A footnote in the book says the authors were shown the club’s registry from more than a decade earlier and that Epstein in fact had been a member until October 2007.

To be sure, it would pathological to describe the recruitment of sex trafficking victims as simply hiring someone’s help away from them. But it is the case that Giuffre, at least, went from employ at Mar-a-Lago (where her father was a more trusted employee) to years of financial payment from Epstein.

Calling that “employment” is precisely the kind of fiction Trump engages in all the time — to treat the financially-lubricated sex trafficking of women as mere employ.

What I’m interested in with the possibility that Trump cut off Epstein for recruiting at Mar-a-Lago is the timing Trump just laid out.

Epstein stole an employee (hypothetically, Giuffre, in 2000). Trump told Epstein not to do it again.

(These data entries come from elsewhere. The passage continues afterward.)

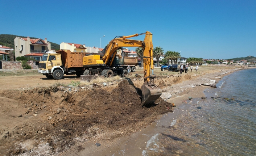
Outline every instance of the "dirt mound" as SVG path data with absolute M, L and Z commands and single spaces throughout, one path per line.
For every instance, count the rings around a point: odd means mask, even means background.
M 15 100 L 2 104 L 5 115 L 2 119 L 13 122 L 0 125 L 0 133 L 5 135 L 0 138 L 0 155 L 31 151 L 35 155 L 40 144 L 47 145 L 44 151 L 51 154 L 78 141 L 114 139 L 150 124 L 156 115 L 172 111 L 171 105 L 161 98 L 142 107 L 141 90 L 127 80 L 111 91 L 96 84 L 69 89 L 53 86 L 0 92 L 7 102 Z

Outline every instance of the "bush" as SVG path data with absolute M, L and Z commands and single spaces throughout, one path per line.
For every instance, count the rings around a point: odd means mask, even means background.
M 21 67 L 23 68 L 24 69 L 31 69 L 31 66 L 27 63 L 26 61 L 22 61 L 21 62 Z

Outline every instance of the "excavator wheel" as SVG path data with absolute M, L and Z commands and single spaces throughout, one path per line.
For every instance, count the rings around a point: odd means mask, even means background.
M 89 75 L 89 70 L 88 69 L 85 70 L 84 72 L 83 72 L 83 75 Z
M 127 70 L 124 69 L 123 71 L 123 74 L 122 74 L 122 77 L 126 77 L 128 76 L 129 75 L 129 73 Z
M 104 75 L 105 77 L 110 78 L 113 76 L 113 73 L 111 69 L 104 69 L 102 71 L 101 75 Z

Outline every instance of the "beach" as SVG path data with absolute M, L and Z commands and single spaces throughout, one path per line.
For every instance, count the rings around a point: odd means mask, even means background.
M 186 111 L 188 97 L 195 102 L 223 76 L 247 69 L 201 67 L 197 73 L 182 74 L 155 69 L 155 82 L 162 93 L 156 105 L 148 107 L 140 105 L 136 88 L 143 79 L 135 73 L 106 87 L 95 84 L 72 88 L 70 91 L 69 87 L 53 86 L 55 80 L 41 75 L 1 76 L 1 113 L 4 119 L 0 128 L 5 136 L 0 142 L 1 154 L 141 155 L 154 132 L 163 131 L 170 125 L 164 119 L 166 116 L 175 120 Z M 142 69 L 137 71 L 141 73 Z M 28 77 L 38 81 L 26 84 Z M 17 79 L 21 80 L 18 85 Z M 68 84 L 77 79 L 67 77 L 58 82 Z M 4 80 L 8 80 L 3 83 Z M 132 96 L 125 98 L 124 92 Z M 172 107 L 172 102 L 176 107 Z M 160 123 L 160 126 L 156 125 Z

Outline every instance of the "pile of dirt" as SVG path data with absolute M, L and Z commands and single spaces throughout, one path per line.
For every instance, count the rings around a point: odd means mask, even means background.
M 1 114 L 12 124 L 0 125 L 0 155 L 35 151 L 43 144 L 47 146 L 44 151 L 52 154 L 79 141 L 113 139 L 172 111 L 171 104 L 161 98 L 142 107 L 141 90 L 127 80 L 111 91 L 96 84 L 69 89 L 53 86 L 0 91 L 7 101 L 14 100 L 1 106 Z

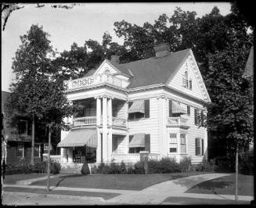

And then — possibly the event that led to the 2007 removal — “he did it again.”

Right in-between those incidents, in 2002, Trump told New York Magazine that Epstein liked his girls (Trump called them “women”) young.

Epstein likes to tell people that he’s a loner, a man who’s never touched alcohol or drugs, and one whose nightlife is far from energetic. And yet if you talk to Donald Trump, a different Epstein emerges. “I’ve known Jeff for fifteen years. Terrific guy,” Trump booms from a speakerphone. “He’s a lot of fun to be with. It is even said that he likes beautiful women as much as I do, and many of them are on the younger side. No doubt about it — Jeffrey enjoys his social life.”

And then, according to WSJ, in 2003, Trump or his staff sent Epstein a birthday letter referencing secrets and enigmas, with Trump’s signature appearing like pubic hair.

“Voice Over: There must be more to life than having everything,” the note began.

Donald: Yes, there is, but I won’t tell you what it is.

Jeffrey: Nor will I, since I also know what it is. 

Donald: We have certain things in common, Jeffrey. 

Jeffrey: Yes, we do, come to think of it. 

Donald: Enigmas never age, have you noticed that? 

Jeffrey: As a matter of fact, it was clear to me the last time I saw you. 

Donald: A pal is a wonderful thing. Happy Birthday — and may every day be another wonderful secret.

If Donald Trump learned what happened to Giuffre and warned Epstein never to recruit sex slaves at Mar-a-Lago again, it would mean he was aware of what happened to Giuffre, aware years before law enforcement first started investigating Epstein. It would mean he learned Epstein was trafficking girls, which that New York Magazine quote sure seems to reflect, and rather than do something to make Epstein stop, Trump just told him not to do it at Mar-a-Lago.

It would also mean that whatever records the FBI has on their investigation into Prince Andrew — an investigation that led the Prince to stop traveling internationally — would reflect personally on Donald Trump. Not because of what Trump did, but because of what he didn’t do.